London, 2005, 1st UK edition. 354 pp, 36 photos. Don Whillans has an iconic significance for generations of climbers. His epoch-making first ascent of Annapurna’s South Face, achieved with Dougal Haston in 1970, remains one of the most impressive climbs ever made, a standard to which all modern Himalayan climbers aspire – but behind this and all his other formidable achievements lies a tough, recalcitrant reality: the character of the man himself. The First Edition of this book sold out in a month, and has become quite hard to find. Hardcover, DJ, New.
At twenty, Whillans was 5 foot 4 inches tall, a working-class lad with the build of a miniature Atlas. Within a year of entering the climbing world in 1950 he had acquired parallel reputations of great skill and daring on the one hand, and as a hell-raiser, a scrapper and a savage-tongued wit on the other – the Villain of the title, who was turned down for a Queen’s Birthday Honour because of a violent fracas with several policemen.

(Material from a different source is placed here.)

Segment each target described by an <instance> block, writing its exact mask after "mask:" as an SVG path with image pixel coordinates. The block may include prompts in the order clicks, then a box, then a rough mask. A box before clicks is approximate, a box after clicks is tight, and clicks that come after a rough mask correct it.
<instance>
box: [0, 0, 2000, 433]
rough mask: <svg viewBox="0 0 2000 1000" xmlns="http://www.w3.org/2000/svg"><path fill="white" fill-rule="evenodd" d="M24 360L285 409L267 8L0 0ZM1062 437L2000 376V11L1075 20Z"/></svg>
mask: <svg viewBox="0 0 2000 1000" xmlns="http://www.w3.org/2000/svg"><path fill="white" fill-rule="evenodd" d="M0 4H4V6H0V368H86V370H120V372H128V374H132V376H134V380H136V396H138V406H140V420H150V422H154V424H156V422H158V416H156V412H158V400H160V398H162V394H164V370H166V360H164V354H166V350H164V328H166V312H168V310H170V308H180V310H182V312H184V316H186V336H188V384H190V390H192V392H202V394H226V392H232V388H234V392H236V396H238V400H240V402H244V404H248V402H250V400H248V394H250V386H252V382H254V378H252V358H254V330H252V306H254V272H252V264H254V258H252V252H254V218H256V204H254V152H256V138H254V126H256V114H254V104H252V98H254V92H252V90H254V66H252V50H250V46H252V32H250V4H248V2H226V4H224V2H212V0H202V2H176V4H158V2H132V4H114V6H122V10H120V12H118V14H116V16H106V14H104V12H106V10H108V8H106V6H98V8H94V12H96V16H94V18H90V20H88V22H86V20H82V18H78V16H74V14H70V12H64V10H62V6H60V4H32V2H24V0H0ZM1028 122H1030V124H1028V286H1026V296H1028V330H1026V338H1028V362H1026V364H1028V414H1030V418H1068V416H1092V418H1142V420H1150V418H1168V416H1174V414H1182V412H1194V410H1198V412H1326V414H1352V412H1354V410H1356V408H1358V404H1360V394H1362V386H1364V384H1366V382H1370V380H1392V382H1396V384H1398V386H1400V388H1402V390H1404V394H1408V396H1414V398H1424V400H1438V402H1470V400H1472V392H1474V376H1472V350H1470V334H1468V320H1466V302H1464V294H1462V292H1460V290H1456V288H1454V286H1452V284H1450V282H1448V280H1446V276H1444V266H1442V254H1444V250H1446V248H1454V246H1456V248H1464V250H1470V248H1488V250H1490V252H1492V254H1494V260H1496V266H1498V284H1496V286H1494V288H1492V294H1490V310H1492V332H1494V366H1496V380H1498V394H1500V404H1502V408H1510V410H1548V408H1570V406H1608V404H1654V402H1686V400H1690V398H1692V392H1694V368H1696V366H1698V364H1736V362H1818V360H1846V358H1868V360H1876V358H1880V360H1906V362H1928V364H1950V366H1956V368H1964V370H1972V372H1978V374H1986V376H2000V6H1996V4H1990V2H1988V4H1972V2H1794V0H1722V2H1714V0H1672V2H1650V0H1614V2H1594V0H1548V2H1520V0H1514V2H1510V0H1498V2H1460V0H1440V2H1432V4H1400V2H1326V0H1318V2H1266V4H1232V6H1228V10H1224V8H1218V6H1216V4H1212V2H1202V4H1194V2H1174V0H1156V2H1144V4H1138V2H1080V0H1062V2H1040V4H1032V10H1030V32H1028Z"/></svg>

His world was miles away from the conventional public-school environment of the upper-class climbers who had for so long dominated the sport, and this itself led to tensions throughout his life.
Whillans carried within himself a sense of personal invincibility, forceful, direct and uncompromising. It gave him sporting superstar status – the flawed heroism of a Best, a McEnroe, an Ali. In his own circle, his image was the working class hero on the rock-face, laconic and bellicose, ready to go to war with the elements or with any human who crossed his path on a bad day.